Professional Coaching: A Successful Strategy for Supporting and Developing Nurse Managers for the Future

Tuesday, 31 October 2017: 9:00 AM

Jennifer M. Bradley, PhD
Linda Weaver Moore, PhD
School of Nursing, Xavier University, Cincinnati, OH, USA

Nurse managers confront many challenges in today’s complex healthcare environment. Nurse managers, middle managers charged with 24 hour fiscal, quality and human resource responsibilities for at least one nursing unit within a healthcare organization, must attend to both management and leadership responsibilities. The demands of the role are often overwhelming and may result in role stress and burnout (Zwink et al., 2013). The expectations of nurse managers will continue to expand and require newer and enhanced skill levels as healthcare systems continue to evolve (Aiken & Harper-Harrison, 2012). As the key interface between patients, nursing staff, and medical staff, nurse managers can significantly impact patient care and outcomes. Nurse managers are also crucial to the overall success of healthcare organizations, influencing nurse satisfaction and retention, profitability, and organizational culture (Cowden, Cummings, & Profetto-McGrath, 2011; Gray 2012). Despite their pivotal role, literature suggests thoughtful recruitment and orientation to the manager role and professional development of managers once in the role, is often lacking (Cziraki, McKey, Peachey, Baxter, & Flaherty, 2014; Fennimore & Wolf, 2011; Moore, Sublett, & Leahy, 2016). Managers have reported that learning the role often occurs through a “trial by fire” or “learning on the fly” approach (Moore, Sublett, & Leahy, 2016, p. 100). Professional development, mentorship, and “someone to walk alongside,” often desired by those new to the role and those who have served in the role for many years, is frequently non-existent (Moore et al., 2016, p. 100). Strategies must be designed that support the development and success of nurse managers in their role if the role is to remain sustainable for healthcare organizations in the future (Cziraki et al., 2014).

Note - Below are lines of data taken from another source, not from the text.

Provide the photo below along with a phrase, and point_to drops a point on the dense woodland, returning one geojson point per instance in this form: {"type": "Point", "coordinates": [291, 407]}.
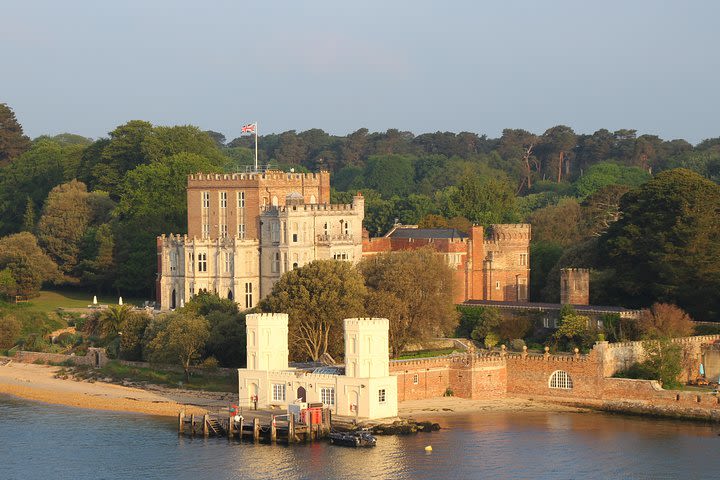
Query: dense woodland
{"type": "Point", "coordinates": [641, 211]}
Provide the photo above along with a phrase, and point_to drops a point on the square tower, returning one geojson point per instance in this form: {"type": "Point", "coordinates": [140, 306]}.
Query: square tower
{"type": "Point", "coordinates": [267, 341]}
{"type": "Point", "coordinates": [366, 347]}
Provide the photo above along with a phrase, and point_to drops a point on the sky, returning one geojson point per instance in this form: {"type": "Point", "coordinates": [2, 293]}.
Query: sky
{"type": "Point", "coordinates": [86, 67]}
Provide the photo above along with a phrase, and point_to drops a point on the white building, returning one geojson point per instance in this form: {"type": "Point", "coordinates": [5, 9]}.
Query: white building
{"type": "Point", "coordinates": [364, 390]}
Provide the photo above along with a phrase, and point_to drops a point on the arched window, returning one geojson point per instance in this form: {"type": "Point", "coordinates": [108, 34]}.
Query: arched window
{"type": "Point", "coordinates": [560, 379]}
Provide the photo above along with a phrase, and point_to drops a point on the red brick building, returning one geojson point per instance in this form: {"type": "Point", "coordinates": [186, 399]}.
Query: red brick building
{"type": "Point", "coordinates": [488, 265]}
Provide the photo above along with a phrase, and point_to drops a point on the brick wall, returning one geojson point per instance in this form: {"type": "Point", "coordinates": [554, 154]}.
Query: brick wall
{"type": "Point", "coordinates": [467, 376]}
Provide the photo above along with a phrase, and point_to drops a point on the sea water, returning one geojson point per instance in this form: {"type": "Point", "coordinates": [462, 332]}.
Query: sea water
{"type": "Point", "coordinates": [41, 441]}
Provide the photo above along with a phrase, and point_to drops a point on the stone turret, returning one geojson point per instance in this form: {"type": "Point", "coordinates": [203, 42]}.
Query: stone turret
{"type": "Point", "coordinates": [366, 347]}
{"type": "Point", "coordinates": [267, 341]}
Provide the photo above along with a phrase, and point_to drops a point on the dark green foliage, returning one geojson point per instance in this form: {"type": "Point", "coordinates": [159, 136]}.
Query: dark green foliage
{"type": "Point", "coordinates": [666, 245]}
{"type": "Point", "coordinates": [12, 140]}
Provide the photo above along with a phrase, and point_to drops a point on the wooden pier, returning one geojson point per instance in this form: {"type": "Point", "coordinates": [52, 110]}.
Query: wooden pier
{"type": "Point", "coordinates": [266, 427]}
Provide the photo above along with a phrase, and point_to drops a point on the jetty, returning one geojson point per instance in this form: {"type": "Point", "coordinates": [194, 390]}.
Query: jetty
{"type": "Point", "coordinates": [257, 426]}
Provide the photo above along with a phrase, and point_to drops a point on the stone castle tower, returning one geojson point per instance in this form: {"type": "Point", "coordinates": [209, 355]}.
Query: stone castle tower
{"type": "Point", "coordinates": [575, 286]}
{"type": "Point", "coordinates": [267, 341]}
{"type": "Point", "coordinates": [366, 347]}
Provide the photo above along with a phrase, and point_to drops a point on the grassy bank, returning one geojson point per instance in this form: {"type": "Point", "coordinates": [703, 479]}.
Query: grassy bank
{"type": "Point", "coordinates": [119, 373]}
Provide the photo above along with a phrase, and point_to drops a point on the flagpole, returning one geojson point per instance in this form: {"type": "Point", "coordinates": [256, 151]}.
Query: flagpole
{"type": "Point", "coordinates": [256, 147]}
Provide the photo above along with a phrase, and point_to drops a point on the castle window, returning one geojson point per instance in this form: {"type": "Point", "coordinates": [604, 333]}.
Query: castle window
{"type": "Point", "coordinates": [560, 379]}
{"type": "Point", "coordinates": [327, 395]}
{"type": "Point", "coordinates": [278, 392]}
{"type": "Point", "coordinates": [248, 298]}
{"type": "Point", "coordinates": [523, 259]}
{"type": "Point", "coordinates": [275, 268]}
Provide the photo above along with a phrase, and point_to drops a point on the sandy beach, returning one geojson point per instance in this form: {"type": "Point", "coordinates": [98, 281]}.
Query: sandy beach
{"type": "Point", "coordinates": [38, 382]}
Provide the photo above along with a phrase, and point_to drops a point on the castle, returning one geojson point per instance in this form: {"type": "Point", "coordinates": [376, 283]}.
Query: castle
{"type": "Point", "coordinates": [246, 229]}
{"type": "Point", "coordinates": [364, 388]}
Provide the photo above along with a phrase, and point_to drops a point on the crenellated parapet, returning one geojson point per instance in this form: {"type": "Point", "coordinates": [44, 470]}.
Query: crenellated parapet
{"type": "Point", "coordinates": [508, 232]}
{"type": "Point", "coordinates": [255, 176]}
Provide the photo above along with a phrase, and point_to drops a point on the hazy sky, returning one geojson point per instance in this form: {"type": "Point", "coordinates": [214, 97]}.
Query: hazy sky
{"type": "Point", "coordinates": [87, 66]}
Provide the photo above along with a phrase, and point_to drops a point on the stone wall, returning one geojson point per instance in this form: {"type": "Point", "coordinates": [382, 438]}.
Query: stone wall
{"type": "Point", "coordinates": [461, 375]}
{"type": "Point", "coordinates": [94, 357]}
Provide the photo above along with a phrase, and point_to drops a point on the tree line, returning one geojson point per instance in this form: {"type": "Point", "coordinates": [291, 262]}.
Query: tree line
{"type": "Point", "coordinates": [94, 207]}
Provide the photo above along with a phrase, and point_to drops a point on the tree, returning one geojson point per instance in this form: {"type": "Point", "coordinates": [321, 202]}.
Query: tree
{"type": "Point", "coordinates": [12, 140]}
{"type": "Point", "coordinates": [423, 283]}
{"type": "Point", "coordinates": [29, 265]}
{"type": "Point", "coordinates": [8, 285]}
{"type": "Point", "coordinates": [181, 338]}
{"type": "Point", "coordinates": [666, 245]}
{"type": "Point", "coordinates": [317, 297]}
{"type": "Point", "coordinates": [483, 200]}
{"type": "Point", "coordinates": [112, 321]}
{"type": "Point", "coordinates": [605, 174]}
{"type": "Point", "coordinates": [133, 330]}
{"type": "Point", "coordinates": [65, 217]}
{"type": "Point", "coordinates": [10, 328]}
{"type": "Point", "coordinates": [664, 360]}
{"type": "Point", "coordinates": [663, 320]}
{"type": "Point", "coordinates": [560, 224]}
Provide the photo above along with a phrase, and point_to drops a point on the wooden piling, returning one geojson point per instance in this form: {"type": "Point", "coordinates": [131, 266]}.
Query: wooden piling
{"type": "Point", "coordinates": [256, 429]}
{"type": "Point", "coordinates": [181, 422]}
{"type": "Point", "coordinates": [291, 428]}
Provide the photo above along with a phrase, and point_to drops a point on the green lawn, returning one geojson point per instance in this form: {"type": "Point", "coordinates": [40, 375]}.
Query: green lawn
{"type": "Point", "coordinates": [50, 300]}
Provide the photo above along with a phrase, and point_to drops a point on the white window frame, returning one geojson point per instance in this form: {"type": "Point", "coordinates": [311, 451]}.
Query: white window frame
{"type": "Point", "coordinates": [248, 295]}
{"type": "Point", "coordinates": [327, 395]}
{"type": "Point", "coordinates": [278, 392]}
{"type": "Point", "coordinates": [561, 380]}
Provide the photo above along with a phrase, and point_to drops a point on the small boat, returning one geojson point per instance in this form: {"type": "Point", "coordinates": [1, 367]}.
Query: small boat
{"type": "Point", "coordinates": [360, 438]}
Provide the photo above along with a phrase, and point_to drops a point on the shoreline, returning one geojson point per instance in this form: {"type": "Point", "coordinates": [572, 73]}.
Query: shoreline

One strategy, professional coaching, may be beneficial in supporting and developing mid-level nurse managers. Professional coaching is defined as “partnering with clients in a thought-provoking and creative process that inspires clients to maximize their personal and professional potential” (International Coach Federation, 2017). Although professional coaches have been shown to be beneficial to healthcare leaders at the executive level for several decades, including nurse executives (McNally & Cunningham, 2010; Thompson, Wolf, & Sabatine, 2012), only recently have coaches begun to offer their services to nurses in middle management positions. Therefore, little empirical evidence exists that demonstrates the benefits of coaching mid-level managers (Westcott, 2016).

The purpose of this presentation is to share findings from a descriptive, qualitative investigation that examined the perceptions of professional coaches regarding their experiences coaching mid-level nurse managers. Eleven professional coaches from across the U.S. who have coached nurse managers participated in in-depth, semi-structured, audio-taped researcher-participant interviews. All interviews were transcribed and transcripts served as the data. A content analysis was conducted and data were coded and categorized. Themes were determined. Rigor was enhanced as both researchers conducted an independent analysis of the data and then came together to reach agreement on the themes. Themes emerged as participants discussed reasons why they choose to coach nurse managers, how nurse managers and the manager role differ from other leaders and leadership roles, how coaches can be most helpful to nurse managers and the most valuable contribution coaches can make to the development of nurse managers, and the expected return on investment that results with professional coaching. Findings reveal the use of professional coaches can be a successful strategy for supporting and developing nurse managers.

Globally, healthcare organizations of the future will be in urgent need of nurse leaders who can successfully navigate in rapidly transforming healthcare environments. Such leaders must be appropriately supported and developed in their role. Professional coaching is one strategy that can be useful in supporting and developing nurse leaders in executive leadership positions, as well as, those leaders in mid-level positions as they fulfil their crucial role impacting patient outcomes, nurse retention, and the overall success of healthcare organizations.